Limiting Screen Time: Reconnecting with Simple Moments and Finding Balance

Last week was half term here in the UK. Like many families we took time off work and juggled our working hours to spend time with our children on a camping trip in the Lake District. My husband and I are self employed which allows us to enjoy some freedom and flexibility around where, when and how we work. Limiting our screen time is a subject we discuss often. Because as parents we see that connection is the key to a lot of our best experiences.

One of the tricky things about running a business is the temptation to never switch off. It is very tempting to check emails night and day and to be reactive when things land on our “desks”. But isn’t that true for most of us whether we run businesses or not? When you think of the words ‘screen time’ do you automatically think of your children or yourself? In this article I want to talk about the power of limiting our own screen time as parents and how we can benefit from disconnecting from screens and reconnecting with the simple moments in front of us.

Notifications for everything

Many of us know the experience of struggling to separate work and family life. Our emails, apps and systems are on our phones making it easier than ever to work and harder to disconnect. Notifications ping in our pockets and it can be hard to ignore them. But it isn’t just work: social media, whatsapps, online shopping, general notifications, alarms and reminders, they all keep our phones in our hands and our attention on our screens.

Screen time and my own wellbeing

I can see the connection between my own well being and my screen time. My phone makes so many things easier and yet too much screen time can drain my energy and keep me locked in a pattern of checking my phone even when I have zero need to. Like so many things in my life parenthood has lead me to discover more about what brings me joy and I can tell you, it’s not on my phone.

Setting intentions

At the start of half term I set a simple intention to create space for us all to regulate as a family. For us that means being outdoors, playing, cooking, camping and adventuring together. Life is so busy and especially so in term time. There is a constant churn of tasks and responsibilities that keep us in a low level of stress. So I wanted us to have the space and time to rest, regulate and relax together. Disconnecting from technology is a big part of that.

Setting boundries

There are a few simple boundaries I set myself before half term. You might set different ones, the only thing I would say is to keep it simple and sustainable.

Limiting apps – I chose to delete any none essential apps from my phone for the week. That included instagram but not email.

Keep my phone off the table – Where possible I kept my phone in my bag or in the tent. So often my phone is in my hand or my pocket when it doesn’t need to be.

Camera – I used my phone to take pictures and videos of the trip but next time I am going to be more organised and take our DLSR so that I can have my phone in my hands even less.
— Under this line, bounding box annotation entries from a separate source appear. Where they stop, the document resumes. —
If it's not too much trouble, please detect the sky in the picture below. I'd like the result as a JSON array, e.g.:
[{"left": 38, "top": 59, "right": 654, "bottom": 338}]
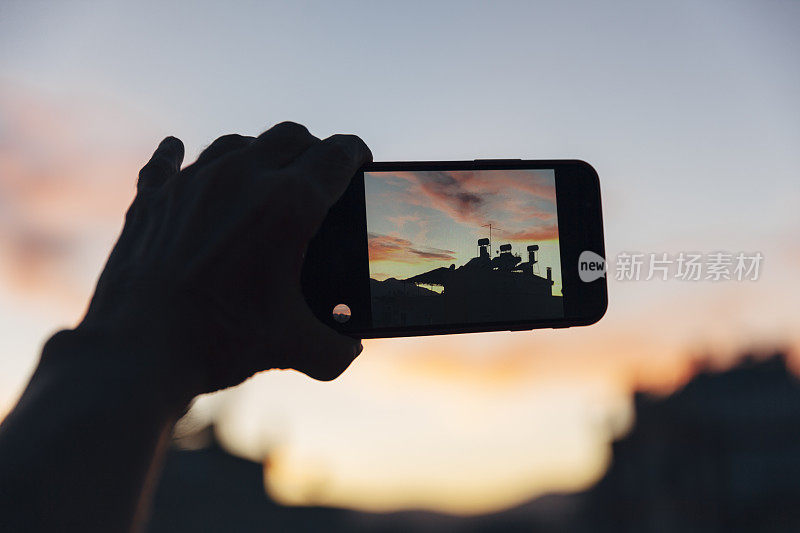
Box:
[
  {"left": 0, "top": 0, "right": 800, "bottom": 514},
  {"left": 364, "top": 170, "right": 561, "bottom": 295}
]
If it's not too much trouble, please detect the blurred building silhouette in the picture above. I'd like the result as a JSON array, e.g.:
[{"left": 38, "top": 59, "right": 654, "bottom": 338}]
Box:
[
  {"left": 149, "top": 355, "right": 800, "bottom": 533},
  {"left": 587, "top": 355, "right": 800, "bottom": 532}
]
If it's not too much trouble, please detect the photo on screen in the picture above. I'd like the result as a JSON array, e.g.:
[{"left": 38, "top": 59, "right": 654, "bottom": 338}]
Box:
[{"left": 364, "top": 169, "right": 564, "bottom": 328}]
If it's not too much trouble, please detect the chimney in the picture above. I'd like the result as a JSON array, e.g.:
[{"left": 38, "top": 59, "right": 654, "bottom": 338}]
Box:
[{"left": 528, "top": 244, "right": 539, "bottom": 264}]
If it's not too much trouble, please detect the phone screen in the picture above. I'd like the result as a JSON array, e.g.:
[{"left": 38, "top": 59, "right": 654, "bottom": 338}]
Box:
[{"left": 364, "top": 169, "right": 564, "bottom": 328}]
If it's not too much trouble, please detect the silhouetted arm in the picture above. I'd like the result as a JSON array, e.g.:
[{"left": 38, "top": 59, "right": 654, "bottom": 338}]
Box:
[{"left": 0, "top": 123, "right": 371, "bottom": 531}]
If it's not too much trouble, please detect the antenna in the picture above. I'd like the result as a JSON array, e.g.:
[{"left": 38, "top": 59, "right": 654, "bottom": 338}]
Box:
[{"left": 481, "top": 222, "right": 502, "bottom": 257}]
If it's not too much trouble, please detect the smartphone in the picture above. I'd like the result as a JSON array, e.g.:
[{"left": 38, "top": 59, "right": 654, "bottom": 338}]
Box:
[{"left": 302, "top": 159, "right": 608, "bottom": 338}]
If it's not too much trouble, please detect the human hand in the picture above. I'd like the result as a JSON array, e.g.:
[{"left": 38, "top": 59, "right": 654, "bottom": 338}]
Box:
[{"left": 76, "top": 122, "right": 372, "bottom": 397}]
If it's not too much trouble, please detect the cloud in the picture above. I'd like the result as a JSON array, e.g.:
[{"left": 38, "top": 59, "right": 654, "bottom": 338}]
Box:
[
  {"left": 0, "top": 83, "right": 155, "bottom": 308},
  {"left": 500, "top": 224, "right": 558, "bottom": 241},
  {"left": 367, "top": 233, "right": 456, "bottom": 263},
  {"left": 381, "top": 170, "right": 556, "bottom": 237}
]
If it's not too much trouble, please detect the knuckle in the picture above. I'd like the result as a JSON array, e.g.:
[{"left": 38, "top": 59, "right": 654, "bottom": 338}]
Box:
[
  {"left": 272, "top": 121, "right": 311, "bottom": 139},
  {"left": 323, "top": 139, "right": 355, "bottom": 169}
]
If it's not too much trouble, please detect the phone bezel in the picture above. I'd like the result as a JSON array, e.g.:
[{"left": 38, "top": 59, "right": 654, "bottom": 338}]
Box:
[{"left": 304, "top": 159, "right": 608, "bottom": 338}]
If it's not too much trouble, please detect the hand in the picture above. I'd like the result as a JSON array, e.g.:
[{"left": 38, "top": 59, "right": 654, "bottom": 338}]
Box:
[{"left": 76, "top": 122, "right": 372, "bottom": 397}]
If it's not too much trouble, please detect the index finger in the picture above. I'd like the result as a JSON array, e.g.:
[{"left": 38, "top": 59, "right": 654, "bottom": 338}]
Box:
[{"left": 292, "top": 134, "right": 372, "bottom": 206}]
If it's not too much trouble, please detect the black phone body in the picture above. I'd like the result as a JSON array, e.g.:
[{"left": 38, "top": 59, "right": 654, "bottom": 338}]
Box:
[{"left": 302, "top": 160, "right": 608, "bottom": 338}]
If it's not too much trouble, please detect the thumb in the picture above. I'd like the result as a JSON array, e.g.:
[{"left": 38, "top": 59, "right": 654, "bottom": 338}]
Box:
[
  {"left": 287, "top": 306, "right": 363, "bottom": 381},
  {"left": 137, "top": 137, "right": 184, "bottom": 192}
]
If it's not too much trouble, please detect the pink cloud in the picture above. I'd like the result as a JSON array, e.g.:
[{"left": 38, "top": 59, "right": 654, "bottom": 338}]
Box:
[
  {"left": 374, "top": 170, "right": 555, "bottom": 237},
  {"left": 367, "top": 233, "right": 456, "bottom": 263},
  {"left": 0, "top": 85, "right": 158, "bottom": 305}
]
Flexibility and balance – this is a big one. Know what you want to flex on and hold balance as the goal. For example I chose not to flex on my disconnect from instagram but I did check my emails on car journeys (I wasn’t driving) or briefly when the children were in bed. We also took the iPad for the children to watch a Disney films on. Interestingly they declined the iPad on the two occasions we suggested it. I suspect because they were having so much fun outdoors and felt a greater sense of connection with us.

It’s all about connection

We had a brilliant trip. I felt energised and empowered because I had intention going into the week. I started a new crochet project, we played cards and games of tag, catch and eye spy. We had a BBQ on the beach, swam in the sea, went on a 14 mile journey on a miniature steam train and collected shells on the beach. Ultimately I felt more connected to myself, my family and the simple little moments that were right in front of me. This is not the first time I have limited my screen time with such intention and it wont be the last.